I would consider adding moss or something to cover the ends of the tall driftwood. Very nice tank.


----------



## j.stylus (Sep 7, 2020)

i used microbe lift-artemiss after following the directions on the bottle all was well within a week. but used for 10 days as recommended on the bottle.


----------



## fatblonde (Apr 20, 2020)

j.stylus said:


> i used microbe lift-artemiss after following the directions on the bottle all was well within a week. but used for 10 days as recommended on the bottle.


Great looking tank! I'm curious as to what the light blue thing on the left is?


----------



## Macheon7 (Mar 11, 2020)

bettafulaquatics said:


> If its only in one eye its likely because of injury. So i would do an epsom salt bath.
> 
> 
> 
> this is a pretty good video on how to do it


Thanks! This video was super helpful and easy to follow. 
I ran out and got some epsom salt and trying out this method first. I'll try it nightly all week and keep a close watch on him.


----------



## Macheon7 (Mar 11, 2020)

AndreaPond said:


> Also, even though your water parameters are good, I'd recommend a weekly water change, including vacuuming, as opposed to every second week.


I was doing them weekly for about 4 months on both my tanks and saw little to no difference in water parameters. I read that since I understock my tanks, bi-weekly would be fine. After this though, I'll probably go back to weekly WC. Thanks


----------



## Macheon7 (Mar 11, 2020)

j.stylus said:


> i used microbe lift-artemiss after following the directions on the bottle all was well within a week. but used for 10 days as recommended on the bottle.


Thanks! I'll look this stuff up. I'm trying the nightly Epsom salt baths this week and if I don't see any improvement, I'll look at picking some of this up.


----------



## Macheon7 (Mar 11, 2020)

fatblonde said:


> Great looking tank! I'm curious as to what the light blue thing on the left is?


Thanks! It took my quite a while to find all the hardscape and out this one together.
Here's my other tank....both need a good trimming, but I know the fish and shrimp love the jungle and I kinda dig it too.










The blue thing is a small Penn Plax filter...I rescued some amano shrimp from my barbers gumball fish bowl and I placed it in there when I moved the shrimp over a couple of months back.
I left it in there for now to build up the beneficial bacteria on it as I plan on swiping the filter media to seed my new 5 gallon tank my kids bought me for my desk at work. It looks odd, but it'll be removed soon.
I just haven't figured out exactly what I want to do with the 5 gallon just yet.
But now with this going on, depending on if I have to use any meds in the tank...it may have been for nothing...
EDIT: I know the water level is low, I took this after I started draining the tank as I was planning to trim and this was going to be my "Before" picture...I generally keep them topped off.


----------



## Macheon7 (Mar 11, 2020)

RussellTheShihTzu said:


> You can do a bath or a dip. With one, it is one teaspoon per gallon. Keep in this solution 24/7 with daily 100% water changes. Treat no more than 10-14 days. The other is one tablespoon per gallon. Leave him in this solution for no more than 10-15 minutes. Make sure to watch constantly for any sign of stress.
> 
> If you don't have a hospital tank you can attach a container to his aquarium.
> 
> I would consider adding moss or something to cover the ends of the tall driftwood. Very nice tank.

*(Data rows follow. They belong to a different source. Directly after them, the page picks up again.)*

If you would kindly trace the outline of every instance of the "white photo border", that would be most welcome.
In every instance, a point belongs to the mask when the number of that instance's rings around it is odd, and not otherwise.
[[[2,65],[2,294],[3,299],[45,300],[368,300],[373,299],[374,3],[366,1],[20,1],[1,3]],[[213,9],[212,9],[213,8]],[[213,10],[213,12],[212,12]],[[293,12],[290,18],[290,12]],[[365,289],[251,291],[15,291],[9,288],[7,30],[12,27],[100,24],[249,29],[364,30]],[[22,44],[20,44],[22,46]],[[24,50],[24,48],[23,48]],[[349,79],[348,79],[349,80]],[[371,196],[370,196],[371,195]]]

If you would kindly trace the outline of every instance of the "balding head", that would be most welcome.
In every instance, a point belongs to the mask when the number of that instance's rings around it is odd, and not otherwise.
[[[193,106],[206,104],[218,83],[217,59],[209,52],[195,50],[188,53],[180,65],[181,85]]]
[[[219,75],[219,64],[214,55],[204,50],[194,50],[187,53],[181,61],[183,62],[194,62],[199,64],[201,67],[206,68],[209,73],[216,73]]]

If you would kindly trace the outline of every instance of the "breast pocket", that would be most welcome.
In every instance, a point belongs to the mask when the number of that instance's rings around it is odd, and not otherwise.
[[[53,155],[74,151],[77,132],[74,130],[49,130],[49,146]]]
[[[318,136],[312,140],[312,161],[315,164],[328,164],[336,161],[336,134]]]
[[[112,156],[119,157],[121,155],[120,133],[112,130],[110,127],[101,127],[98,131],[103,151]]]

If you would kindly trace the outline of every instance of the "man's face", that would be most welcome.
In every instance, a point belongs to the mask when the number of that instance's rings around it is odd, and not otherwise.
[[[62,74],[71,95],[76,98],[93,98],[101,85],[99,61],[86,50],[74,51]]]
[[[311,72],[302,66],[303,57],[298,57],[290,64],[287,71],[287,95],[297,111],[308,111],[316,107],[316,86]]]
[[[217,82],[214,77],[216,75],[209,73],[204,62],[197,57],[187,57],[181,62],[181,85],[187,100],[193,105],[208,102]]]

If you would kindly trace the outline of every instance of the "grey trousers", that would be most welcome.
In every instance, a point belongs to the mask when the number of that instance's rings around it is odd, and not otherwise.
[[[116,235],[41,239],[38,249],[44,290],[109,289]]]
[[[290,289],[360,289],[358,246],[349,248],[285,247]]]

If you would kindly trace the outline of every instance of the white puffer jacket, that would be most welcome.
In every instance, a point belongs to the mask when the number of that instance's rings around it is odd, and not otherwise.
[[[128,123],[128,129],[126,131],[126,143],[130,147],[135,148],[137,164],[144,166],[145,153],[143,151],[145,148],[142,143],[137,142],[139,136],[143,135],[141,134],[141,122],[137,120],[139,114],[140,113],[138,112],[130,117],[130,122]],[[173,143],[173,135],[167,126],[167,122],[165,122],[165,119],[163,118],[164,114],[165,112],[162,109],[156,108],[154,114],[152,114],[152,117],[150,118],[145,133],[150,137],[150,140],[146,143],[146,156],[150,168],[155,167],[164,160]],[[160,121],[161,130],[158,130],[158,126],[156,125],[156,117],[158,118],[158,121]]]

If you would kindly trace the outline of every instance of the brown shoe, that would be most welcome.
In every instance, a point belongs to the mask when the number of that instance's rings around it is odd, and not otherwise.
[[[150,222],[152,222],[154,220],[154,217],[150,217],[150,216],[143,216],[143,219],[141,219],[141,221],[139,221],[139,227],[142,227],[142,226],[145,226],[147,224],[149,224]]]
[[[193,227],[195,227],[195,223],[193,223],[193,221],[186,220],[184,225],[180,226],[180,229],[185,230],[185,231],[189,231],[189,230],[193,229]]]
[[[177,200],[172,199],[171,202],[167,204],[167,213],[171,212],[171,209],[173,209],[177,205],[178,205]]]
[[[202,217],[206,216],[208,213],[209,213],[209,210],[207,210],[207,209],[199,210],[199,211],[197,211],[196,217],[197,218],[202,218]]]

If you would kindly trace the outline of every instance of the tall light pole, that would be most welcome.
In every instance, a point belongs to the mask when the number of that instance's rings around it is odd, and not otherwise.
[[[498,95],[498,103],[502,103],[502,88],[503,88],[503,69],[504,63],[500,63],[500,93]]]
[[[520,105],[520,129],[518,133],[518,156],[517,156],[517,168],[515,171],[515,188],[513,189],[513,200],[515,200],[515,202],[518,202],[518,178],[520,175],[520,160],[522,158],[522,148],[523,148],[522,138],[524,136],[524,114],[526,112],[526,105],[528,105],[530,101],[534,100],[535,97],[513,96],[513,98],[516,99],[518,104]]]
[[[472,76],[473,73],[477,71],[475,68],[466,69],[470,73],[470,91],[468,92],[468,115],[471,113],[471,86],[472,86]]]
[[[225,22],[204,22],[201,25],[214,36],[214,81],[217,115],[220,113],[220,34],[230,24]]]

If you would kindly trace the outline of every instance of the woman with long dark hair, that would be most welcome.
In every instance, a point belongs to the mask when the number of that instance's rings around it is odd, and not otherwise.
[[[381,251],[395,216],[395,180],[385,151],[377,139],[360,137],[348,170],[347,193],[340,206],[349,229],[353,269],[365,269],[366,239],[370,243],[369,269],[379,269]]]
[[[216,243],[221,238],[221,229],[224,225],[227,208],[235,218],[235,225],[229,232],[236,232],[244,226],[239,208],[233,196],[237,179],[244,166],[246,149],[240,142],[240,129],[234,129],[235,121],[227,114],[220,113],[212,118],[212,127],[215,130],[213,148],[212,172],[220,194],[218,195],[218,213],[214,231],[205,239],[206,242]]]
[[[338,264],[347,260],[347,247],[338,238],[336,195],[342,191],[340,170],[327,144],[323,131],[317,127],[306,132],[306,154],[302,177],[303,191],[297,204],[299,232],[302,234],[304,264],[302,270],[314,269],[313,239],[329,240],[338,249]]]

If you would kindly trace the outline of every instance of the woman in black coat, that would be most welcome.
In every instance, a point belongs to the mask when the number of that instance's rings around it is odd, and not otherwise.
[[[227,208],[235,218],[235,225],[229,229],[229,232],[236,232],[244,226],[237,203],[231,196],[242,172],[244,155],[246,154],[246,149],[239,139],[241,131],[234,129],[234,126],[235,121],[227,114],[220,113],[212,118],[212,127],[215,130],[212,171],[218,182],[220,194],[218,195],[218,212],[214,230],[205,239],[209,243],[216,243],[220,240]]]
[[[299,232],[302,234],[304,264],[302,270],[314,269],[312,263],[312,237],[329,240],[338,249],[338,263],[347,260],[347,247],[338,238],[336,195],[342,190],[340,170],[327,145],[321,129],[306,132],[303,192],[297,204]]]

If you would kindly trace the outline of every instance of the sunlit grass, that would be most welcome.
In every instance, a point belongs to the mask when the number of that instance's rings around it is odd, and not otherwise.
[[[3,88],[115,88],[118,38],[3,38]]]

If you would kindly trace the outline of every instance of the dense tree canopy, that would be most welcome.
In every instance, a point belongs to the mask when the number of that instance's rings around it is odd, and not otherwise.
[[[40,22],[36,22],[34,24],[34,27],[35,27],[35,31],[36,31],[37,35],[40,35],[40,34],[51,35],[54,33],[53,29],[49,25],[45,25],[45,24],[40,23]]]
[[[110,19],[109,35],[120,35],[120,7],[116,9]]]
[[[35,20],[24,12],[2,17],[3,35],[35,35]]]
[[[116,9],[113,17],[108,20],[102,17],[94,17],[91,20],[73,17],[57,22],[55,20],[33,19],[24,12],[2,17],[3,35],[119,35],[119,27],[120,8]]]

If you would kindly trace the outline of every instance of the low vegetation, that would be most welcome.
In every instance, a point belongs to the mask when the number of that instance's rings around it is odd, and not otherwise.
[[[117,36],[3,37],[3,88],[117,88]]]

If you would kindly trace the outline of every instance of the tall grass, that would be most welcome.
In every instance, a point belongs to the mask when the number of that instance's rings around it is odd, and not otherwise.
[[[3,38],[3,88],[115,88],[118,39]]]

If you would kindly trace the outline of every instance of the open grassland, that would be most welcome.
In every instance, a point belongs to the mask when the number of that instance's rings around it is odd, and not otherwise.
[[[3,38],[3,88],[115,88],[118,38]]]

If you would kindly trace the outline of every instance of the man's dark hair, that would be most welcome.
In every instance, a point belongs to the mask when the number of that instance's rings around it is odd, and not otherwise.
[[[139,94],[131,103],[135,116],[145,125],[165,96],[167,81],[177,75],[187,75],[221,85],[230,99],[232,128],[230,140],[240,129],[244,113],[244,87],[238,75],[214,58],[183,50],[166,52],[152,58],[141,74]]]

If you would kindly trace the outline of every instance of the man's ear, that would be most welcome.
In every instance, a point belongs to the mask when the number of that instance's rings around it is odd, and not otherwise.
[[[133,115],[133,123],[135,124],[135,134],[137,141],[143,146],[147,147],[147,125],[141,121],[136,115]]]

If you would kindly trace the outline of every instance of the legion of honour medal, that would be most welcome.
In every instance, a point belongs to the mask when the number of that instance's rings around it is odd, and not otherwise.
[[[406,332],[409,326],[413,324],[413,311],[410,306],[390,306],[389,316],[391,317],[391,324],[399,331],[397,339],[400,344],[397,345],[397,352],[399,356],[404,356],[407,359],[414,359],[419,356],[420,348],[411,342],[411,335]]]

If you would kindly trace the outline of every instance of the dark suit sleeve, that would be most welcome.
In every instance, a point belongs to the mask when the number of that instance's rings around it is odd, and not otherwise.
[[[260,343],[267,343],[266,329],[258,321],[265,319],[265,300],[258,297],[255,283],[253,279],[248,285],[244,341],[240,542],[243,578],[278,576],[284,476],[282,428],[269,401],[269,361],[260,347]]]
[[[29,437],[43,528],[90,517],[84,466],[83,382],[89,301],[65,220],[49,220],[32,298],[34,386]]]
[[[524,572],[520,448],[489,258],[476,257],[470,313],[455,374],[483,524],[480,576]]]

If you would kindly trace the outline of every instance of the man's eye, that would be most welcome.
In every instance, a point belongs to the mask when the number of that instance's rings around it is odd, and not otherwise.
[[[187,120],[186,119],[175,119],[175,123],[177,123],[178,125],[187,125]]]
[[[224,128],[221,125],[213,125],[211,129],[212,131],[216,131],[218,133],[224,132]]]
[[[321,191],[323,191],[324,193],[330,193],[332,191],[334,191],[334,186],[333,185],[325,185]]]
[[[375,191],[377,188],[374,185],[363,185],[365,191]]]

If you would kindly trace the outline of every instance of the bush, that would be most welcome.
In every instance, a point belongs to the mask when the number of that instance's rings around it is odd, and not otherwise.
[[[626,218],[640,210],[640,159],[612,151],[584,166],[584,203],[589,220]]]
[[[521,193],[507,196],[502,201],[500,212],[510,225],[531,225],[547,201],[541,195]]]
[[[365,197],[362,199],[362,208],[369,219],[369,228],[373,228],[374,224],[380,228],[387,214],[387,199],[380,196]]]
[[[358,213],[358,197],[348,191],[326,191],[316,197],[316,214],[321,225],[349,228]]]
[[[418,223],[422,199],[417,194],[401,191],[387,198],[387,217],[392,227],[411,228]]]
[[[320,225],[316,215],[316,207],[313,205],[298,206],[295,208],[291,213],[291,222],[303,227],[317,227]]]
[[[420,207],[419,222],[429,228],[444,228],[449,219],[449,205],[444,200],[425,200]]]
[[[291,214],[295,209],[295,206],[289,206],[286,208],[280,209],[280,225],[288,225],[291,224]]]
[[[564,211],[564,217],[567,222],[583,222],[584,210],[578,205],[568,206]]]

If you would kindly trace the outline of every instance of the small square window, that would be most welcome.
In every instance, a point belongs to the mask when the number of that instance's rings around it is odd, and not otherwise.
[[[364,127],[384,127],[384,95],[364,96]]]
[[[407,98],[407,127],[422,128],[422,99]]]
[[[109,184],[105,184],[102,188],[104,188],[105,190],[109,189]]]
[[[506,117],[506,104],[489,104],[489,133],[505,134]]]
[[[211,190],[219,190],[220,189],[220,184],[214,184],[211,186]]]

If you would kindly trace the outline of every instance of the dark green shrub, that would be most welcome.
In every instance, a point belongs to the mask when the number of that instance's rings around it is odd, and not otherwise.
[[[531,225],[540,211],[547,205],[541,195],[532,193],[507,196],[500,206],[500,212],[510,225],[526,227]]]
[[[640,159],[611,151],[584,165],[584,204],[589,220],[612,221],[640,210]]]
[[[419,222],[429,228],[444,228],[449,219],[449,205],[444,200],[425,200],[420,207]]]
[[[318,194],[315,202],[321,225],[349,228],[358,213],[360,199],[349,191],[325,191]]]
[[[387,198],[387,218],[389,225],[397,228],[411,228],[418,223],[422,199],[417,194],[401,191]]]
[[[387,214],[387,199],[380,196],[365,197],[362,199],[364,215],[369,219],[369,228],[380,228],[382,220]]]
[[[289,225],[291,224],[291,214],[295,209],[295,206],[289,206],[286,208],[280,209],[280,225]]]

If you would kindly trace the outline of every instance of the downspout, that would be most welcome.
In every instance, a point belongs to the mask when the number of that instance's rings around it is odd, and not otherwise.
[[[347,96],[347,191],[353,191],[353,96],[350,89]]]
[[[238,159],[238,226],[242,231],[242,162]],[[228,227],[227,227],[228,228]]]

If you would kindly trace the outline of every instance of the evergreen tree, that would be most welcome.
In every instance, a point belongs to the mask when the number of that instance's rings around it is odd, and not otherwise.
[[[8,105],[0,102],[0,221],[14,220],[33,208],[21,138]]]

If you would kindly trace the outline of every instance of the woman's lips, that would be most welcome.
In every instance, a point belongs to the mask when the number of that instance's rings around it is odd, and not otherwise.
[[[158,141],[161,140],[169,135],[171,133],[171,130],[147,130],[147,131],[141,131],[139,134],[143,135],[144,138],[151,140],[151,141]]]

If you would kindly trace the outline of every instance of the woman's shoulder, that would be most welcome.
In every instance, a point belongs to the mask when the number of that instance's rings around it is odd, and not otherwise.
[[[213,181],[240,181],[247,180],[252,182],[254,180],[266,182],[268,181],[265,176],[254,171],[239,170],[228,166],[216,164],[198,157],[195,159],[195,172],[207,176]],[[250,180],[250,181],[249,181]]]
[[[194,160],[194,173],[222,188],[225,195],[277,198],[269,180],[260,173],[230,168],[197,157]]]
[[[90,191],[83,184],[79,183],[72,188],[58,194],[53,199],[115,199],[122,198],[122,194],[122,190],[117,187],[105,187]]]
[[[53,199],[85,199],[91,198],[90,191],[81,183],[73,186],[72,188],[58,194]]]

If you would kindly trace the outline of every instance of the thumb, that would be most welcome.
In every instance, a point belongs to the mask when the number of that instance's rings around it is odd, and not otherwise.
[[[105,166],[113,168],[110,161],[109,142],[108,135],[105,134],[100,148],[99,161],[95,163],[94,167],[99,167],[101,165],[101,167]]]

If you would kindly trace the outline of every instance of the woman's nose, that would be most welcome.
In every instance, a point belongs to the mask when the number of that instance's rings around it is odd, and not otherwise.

Thank you! I am going with the epsom salt dip, nightly for now to see how it goes and then I'll go from there. 
I did have java moss I tried to attach and it just would take....there are a few spots where it stayed on, but I got to find something different. Any suggestions? Java moss just gets crazy too...in my other tank it got super thick and was a pain to keep trimmed, although I was running CO2 in that one, so that may have contributed to the craziness as well.


----------



## fatblonde (Apr 20, 2020)

Macheon7 said:


> Thanks! It took my quite a while to find all the hardscape and out this one together.
> Here's my other tank....both need a good trimming, but I know the fish and shrimp love the jungle and I kinda dig it too.
> 
> View attachment 1021351
> ...



I'm speechless!! That's absolutely gorgeous! Do you run CO2?


----------



## fatblonde (Apr 20, 2020)

fatblonde said:


> I'm speechless!! That's absolutely gorgeous! Do you run CO2?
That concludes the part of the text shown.